Warum war sie so gewesen? So kühl und abweisend ihrer eigenen Familie gegenüber, sobald ihr eigener Sohn nicht mehr lebte?
Mona stand auf und sammelte die Briefe sorgfältig ein. Auch Fischer erhob sich und fuhr sich über seine kurz geschorenen Haare. Er wirkte beinahe unsicher, als er fragte: »Und jetzt?«
Mona gähnte herzhaft. Dann sagte sie: »Wir müssen zurück, und zwar so schnell wie möglich. Jemand soll uns möglichst bald zum Flugplatz fahren, und dann nehmen wir den Heli.«
»Und Martin?«
»Martin wird nicht transportfähig sein. Die werden ihn hier behalten. Wir machen einen Abstecher zur Klinik, um zu sehen, wie’s ihm geht. Ich werde seiner Frau Bescheid sagen.«
»Okay.«
»Organisierst du das mit dem Heli?«
»Ja.« Fischer verschwand ins Wohnzimmer, und kurze Zeit später hörte sie ihn telefonieren.

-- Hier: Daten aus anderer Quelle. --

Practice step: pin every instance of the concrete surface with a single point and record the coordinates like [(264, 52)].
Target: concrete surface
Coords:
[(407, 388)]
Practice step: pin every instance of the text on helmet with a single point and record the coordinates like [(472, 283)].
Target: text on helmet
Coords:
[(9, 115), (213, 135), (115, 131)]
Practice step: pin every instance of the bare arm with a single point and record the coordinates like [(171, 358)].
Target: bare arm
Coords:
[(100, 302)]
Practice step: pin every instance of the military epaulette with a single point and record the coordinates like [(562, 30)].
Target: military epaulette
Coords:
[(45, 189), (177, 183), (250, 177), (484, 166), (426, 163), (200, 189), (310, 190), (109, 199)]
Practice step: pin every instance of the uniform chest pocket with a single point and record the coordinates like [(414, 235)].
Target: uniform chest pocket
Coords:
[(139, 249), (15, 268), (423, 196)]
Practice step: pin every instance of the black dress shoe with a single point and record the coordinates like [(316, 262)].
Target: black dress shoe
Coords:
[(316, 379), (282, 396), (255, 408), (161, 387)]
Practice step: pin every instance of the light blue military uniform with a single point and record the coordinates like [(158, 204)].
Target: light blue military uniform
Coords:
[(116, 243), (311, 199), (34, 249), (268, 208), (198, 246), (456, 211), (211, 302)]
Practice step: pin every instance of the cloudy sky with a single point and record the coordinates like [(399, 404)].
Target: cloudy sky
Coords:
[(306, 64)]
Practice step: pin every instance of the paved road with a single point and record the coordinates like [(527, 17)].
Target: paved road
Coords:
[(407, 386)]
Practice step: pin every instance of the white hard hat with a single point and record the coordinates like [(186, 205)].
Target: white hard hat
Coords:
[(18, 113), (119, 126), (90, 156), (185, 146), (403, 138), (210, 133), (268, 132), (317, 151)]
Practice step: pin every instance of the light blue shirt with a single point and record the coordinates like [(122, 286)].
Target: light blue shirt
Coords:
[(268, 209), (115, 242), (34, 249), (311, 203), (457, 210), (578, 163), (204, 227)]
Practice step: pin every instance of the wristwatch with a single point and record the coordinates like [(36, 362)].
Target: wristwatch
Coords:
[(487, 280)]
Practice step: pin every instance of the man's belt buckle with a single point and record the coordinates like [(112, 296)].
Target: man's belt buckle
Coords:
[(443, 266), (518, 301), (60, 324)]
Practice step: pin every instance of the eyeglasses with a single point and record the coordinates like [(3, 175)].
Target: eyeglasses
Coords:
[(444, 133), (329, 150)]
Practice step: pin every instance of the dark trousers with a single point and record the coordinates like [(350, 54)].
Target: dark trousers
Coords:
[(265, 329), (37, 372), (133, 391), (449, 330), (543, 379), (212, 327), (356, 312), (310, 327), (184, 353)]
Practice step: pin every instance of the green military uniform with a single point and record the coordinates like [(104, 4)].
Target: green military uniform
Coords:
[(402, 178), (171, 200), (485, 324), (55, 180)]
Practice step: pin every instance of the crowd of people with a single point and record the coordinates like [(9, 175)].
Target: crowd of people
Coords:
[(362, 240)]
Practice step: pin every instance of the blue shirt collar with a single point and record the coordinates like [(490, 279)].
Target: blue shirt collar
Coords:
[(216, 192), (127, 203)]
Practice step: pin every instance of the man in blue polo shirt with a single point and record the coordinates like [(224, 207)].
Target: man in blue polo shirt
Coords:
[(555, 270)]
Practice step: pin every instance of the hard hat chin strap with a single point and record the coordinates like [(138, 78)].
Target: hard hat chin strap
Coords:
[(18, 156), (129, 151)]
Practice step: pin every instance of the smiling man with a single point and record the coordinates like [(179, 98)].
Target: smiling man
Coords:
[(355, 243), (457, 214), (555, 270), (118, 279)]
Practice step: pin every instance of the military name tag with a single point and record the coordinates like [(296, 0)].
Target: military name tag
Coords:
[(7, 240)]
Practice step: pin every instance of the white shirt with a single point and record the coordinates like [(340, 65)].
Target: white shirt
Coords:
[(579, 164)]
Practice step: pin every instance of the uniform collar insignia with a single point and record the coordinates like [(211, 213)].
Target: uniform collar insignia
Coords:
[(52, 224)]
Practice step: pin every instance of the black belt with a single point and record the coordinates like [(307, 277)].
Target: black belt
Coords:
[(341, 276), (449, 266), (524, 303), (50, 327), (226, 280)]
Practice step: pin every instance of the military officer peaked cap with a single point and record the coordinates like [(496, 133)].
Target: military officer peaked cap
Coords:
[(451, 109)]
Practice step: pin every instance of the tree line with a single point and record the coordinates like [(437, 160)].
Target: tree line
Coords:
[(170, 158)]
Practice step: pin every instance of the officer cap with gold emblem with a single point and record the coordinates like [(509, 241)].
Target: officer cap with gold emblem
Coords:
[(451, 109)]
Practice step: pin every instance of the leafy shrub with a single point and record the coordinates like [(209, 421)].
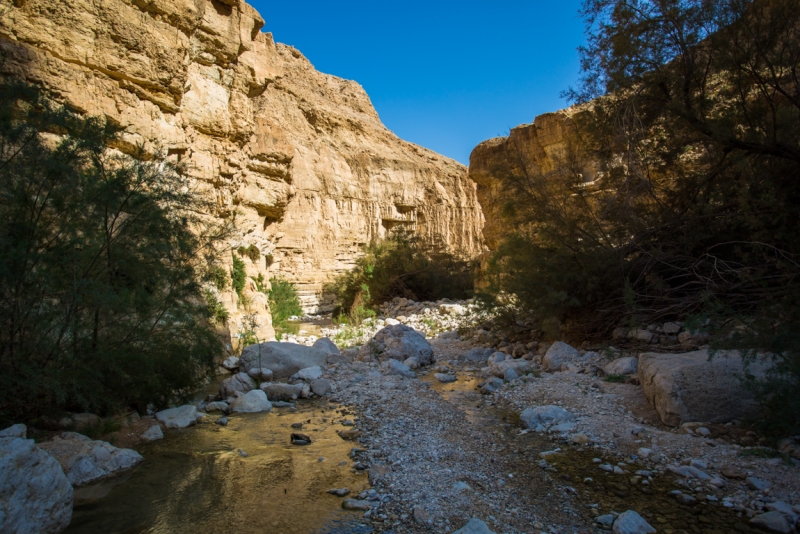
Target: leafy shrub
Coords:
[(217, 276), (238, 275), (250, 251), (217, 311), (283, 302), (101, 306), (400, 267)]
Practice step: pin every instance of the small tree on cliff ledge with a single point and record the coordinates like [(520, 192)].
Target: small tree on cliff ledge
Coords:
[(100, 307)]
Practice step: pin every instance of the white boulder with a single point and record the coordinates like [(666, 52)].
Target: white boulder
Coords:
[(35, 494)]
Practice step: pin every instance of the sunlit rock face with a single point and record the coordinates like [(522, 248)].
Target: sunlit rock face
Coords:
[(300, 157), (544, 146)]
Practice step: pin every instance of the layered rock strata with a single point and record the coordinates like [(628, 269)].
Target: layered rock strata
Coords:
[(530, 150), (299, 157)]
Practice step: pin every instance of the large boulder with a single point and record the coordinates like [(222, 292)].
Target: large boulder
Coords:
[(179, 417), (628, 365), (35, 494), (251, 402), (398, 342), (690, 387), (544, 415), (85, 460), (240, 382), (283, 359), (277, 391), (557, 355)]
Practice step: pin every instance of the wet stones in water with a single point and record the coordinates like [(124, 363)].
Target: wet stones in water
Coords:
[(350, 434), (356, 504), (300, 439), (632, 523)]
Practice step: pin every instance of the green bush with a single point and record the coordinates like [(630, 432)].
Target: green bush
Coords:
[(400, 267), (283, 302), (238, 275), (101, 306)]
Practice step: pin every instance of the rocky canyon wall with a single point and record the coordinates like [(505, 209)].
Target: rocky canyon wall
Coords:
[(300, 157), (529, 150)]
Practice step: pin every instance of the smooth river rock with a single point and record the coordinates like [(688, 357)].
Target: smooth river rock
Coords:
[(283, 359)]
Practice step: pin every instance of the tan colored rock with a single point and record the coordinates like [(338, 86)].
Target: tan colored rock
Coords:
[(300, 157), (529, 150)]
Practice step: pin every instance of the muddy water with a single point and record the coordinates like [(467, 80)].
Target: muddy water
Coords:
[(196, 480), (595, 492)]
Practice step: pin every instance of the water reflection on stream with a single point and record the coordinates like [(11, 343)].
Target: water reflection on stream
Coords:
[(195, 480)]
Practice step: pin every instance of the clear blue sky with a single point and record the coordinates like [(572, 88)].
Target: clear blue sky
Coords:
[(443, 74)]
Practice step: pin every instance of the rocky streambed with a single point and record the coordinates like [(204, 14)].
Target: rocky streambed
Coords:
[(447, 434)]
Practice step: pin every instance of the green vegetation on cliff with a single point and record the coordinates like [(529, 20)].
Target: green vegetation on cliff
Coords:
[(400, 266), (100, 304), (690, 118)]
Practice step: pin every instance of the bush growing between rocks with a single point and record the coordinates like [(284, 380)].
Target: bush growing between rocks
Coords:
[(400, 266), (284, 302), (100, 300)]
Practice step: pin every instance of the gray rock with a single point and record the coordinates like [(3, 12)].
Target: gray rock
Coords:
[(784, 508), (623, 366), (356, 504), (259, 375), (474, 526), (412, 363), (398, 342), (395, 367), (283, 359), (492, 385), (757, 484), (251, 402), (154, 433), (240, 382), (445, 378), (277, 391), (510, 375), (321, 386), (632, 523), (35, 494), (688, 387), (179, 417), (773, 521), (606, 520), (86, 461), (231, 363), (543, 415), (557, 355), (478, 355), (310, 373), (327, 346), (688, 471), (218, 406)]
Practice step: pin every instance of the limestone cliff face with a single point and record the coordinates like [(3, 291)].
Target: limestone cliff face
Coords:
[(529, 150), (300, 157)]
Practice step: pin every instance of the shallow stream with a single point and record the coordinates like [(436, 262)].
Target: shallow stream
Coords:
[(197, 480)]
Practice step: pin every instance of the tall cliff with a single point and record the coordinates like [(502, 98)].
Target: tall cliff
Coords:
[(300, 157), (529, 150)]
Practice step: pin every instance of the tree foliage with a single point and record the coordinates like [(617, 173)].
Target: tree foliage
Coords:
[(400, 266), (100, 307), (689, 112)]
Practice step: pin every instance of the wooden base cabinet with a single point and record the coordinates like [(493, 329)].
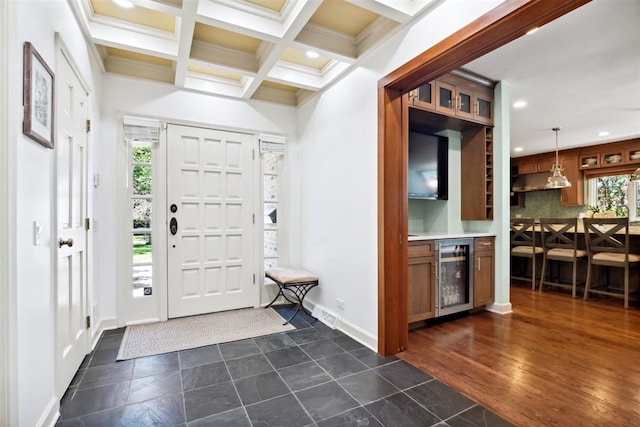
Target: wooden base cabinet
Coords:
[(484, 271), (421, 280)]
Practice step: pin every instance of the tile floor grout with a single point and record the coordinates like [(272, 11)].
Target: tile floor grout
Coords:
[(368, 402)]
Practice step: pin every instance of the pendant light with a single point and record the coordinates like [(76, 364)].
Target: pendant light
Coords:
[(557, 180)]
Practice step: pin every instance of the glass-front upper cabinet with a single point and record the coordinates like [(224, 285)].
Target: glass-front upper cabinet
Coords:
[(483, 106), (423, 97)]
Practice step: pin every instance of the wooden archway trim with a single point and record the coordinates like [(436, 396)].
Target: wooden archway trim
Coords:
[(499, 26)]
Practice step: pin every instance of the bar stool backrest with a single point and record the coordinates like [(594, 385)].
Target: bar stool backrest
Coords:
[(606, 235), (522, 232), (560, 233)]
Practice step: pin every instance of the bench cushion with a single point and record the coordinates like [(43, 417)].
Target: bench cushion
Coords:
[(287, 275)]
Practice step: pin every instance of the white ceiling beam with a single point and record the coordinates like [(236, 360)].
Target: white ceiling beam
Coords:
[(232, 19), (160, 6), (269, 55), (226, 57), (398, 10), (377, 32), (143, 70), (133, 41), (187, 27), (215, 86), (326, 40)]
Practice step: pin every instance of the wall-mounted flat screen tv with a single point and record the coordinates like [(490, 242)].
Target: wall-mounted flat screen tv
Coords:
[(428, 166)]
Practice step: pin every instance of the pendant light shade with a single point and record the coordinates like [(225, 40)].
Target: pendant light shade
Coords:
[(557, 180)]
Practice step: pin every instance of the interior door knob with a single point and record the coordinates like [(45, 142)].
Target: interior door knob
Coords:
[(62, 242)]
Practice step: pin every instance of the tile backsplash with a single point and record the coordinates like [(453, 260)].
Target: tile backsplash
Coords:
[(546, 204)]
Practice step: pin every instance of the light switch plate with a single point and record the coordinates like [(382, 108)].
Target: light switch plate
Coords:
[(37, 231)]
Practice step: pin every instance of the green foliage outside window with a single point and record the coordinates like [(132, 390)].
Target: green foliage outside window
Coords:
[(612, 195)]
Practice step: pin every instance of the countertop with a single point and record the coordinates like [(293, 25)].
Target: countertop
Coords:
[(436, 235)]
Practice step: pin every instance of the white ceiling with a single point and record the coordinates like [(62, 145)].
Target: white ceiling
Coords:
[(248, 49), (580, 72)]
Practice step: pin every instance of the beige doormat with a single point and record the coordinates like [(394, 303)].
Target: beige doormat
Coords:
[(198, 331)]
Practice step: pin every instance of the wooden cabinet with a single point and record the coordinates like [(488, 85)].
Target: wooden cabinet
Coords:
[(424, 96), (632, 155), (574, 195), (476, 168), (516, 199), (590, 160), (421, 280), (455, 97), (484, 273), (610, 155), (535, 164), (462, 98)]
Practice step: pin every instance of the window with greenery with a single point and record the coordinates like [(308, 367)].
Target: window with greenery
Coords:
[(141, 201), (270, 176), (615, 194)]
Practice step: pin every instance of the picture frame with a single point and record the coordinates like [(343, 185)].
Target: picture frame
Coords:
[(38, 98)]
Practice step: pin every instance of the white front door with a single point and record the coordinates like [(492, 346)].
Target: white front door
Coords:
[(210, 209), (71, 291)]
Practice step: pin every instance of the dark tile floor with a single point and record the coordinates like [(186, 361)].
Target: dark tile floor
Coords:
[(311, 376)]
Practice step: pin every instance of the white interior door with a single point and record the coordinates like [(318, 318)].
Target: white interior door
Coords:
[(210, 186), (71, 291)]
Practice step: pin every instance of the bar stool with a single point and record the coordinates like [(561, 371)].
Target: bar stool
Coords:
[(523, 245), (608, 246), (560, 243)]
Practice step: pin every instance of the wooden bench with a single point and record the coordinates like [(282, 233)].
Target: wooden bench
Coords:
[(296, 282)]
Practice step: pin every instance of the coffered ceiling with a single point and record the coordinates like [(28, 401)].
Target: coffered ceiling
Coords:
[(249, 49)]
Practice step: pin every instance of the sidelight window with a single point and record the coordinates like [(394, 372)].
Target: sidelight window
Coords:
[(142, 140), (272, 150), (616, 194)]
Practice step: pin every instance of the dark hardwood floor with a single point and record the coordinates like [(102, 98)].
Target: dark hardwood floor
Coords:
[(554, 361)]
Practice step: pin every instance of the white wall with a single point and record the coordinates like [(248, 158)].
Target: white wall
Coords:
[(131, 96), (37, 22), (338, 141)]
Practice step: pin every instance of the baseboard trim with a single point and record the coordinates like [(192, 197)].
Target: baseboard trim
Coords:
[(504, 308), (104, 325), (50, 416), (351, 330)]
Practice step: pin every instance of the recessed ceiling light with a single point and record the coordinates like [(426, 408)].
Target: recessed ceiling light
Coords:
[(124, 3)]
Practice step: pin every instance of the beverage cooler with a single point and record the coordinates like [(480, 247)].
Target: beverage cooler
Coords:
[(454, 270)]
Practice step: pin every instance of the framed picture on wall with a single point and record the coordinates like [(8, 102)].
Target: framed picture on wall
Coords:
[(38, 97)]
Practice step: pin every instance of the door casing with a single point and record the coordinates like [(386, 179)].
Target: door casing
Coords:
[(506, 22)]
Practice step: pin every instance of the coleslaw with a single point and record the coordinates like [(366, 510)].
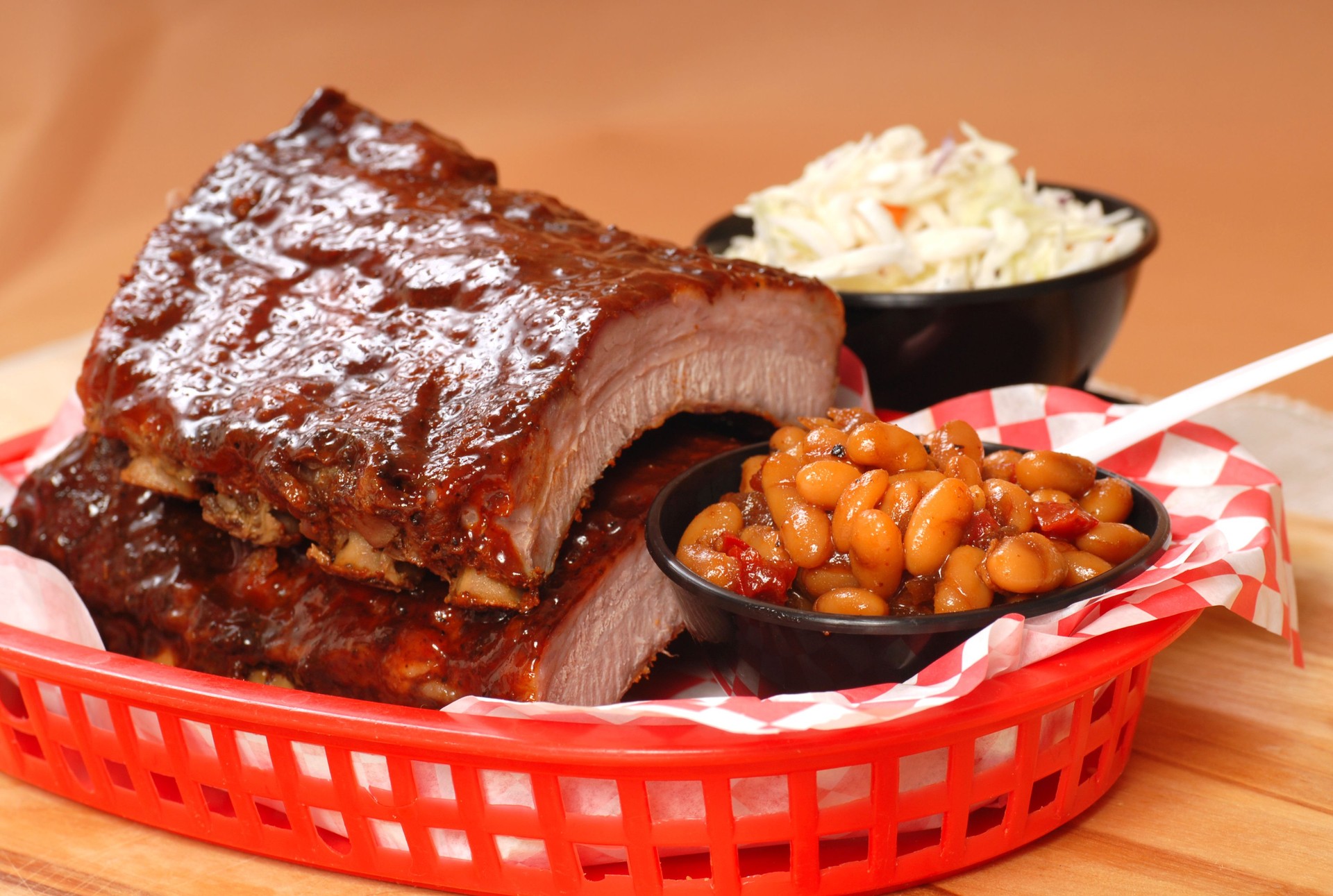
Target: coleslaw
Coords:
[(884, 215)]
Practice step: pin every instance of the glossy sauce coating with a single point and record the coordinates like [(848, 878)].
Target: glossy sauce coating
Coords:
[(353, 323), (163, 584), (908, 524)]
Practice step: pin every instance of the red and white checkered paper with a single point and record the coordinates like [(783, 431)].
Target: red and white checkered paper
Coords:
[(1228, 550)]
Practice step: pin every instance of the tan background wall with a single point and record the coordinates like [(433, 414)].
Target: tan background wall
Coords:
[(659, 117)]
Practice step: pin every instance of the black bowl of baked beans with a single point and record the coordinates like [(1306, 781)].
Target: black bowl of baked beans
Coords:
[(923, 347), (848, 552)]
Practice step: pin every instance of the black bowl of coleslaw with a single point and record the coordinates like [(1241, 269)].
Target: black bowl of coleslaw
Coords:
[(923, 347)]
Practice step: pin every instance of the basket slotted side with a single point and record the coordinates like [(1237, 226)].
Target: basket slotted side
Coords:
[(307, 803)]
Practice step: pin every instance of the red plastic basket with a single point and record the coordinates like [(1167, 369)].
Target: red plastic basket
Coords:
[(124, 735)]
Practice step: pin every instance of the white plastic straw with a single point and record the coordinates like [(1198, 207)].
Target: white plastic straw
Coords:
[(1153, 418)]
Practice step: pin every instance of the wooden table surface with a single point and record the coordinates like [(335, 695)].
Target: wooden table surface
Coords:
[(1218, 797)]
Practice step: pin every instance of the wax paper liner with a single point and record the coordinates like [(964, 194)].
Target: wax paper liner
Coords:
[(1228, 550)]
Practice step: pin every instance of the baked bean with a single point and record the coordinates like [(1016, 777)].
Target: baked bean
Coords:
[(766, 541), (848, 419), (979, 498), (1112, 541), (750, 470), (1055, 470), (835, 574), (1083, 567), (937, 527), (862, 495), (787, 439), (714, 566), (823, 482), (955, 438), (900, 499), (804, 528), (824, 441), (905, 492), (875, 519), (1025, 564), (712, 522), (960, 467), (960, 584), (927, 479), (888, 447), (999, 464), (1009, 505), (852, 602), (1109, 500), (876, 552)]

Mona lehnte sich ans offene Küchenfenster. Das Vogelgezwitscher schien immer lauter zu werden, und inzwischen hatte sich der Horizont rötlich verfärbt. Der Himmel war wolkenlos, und soweit sie das beurteilen konnte, würde es nach dem kurzen Regen-Intermezzo wieder ein heißer Tag werden. Die Sommerpause war vorbei. Sie nahm ihr Handy und suchte Berghammers Privatnummer in ihrem gespeicherten Verzeichnis. Sie kannte Frau Berghammer und wusste, es würde kein leichtes Gespräch werden. Aber es musste erledigt werden, und je weniger sie vorher darüber nachdachte, desto besser.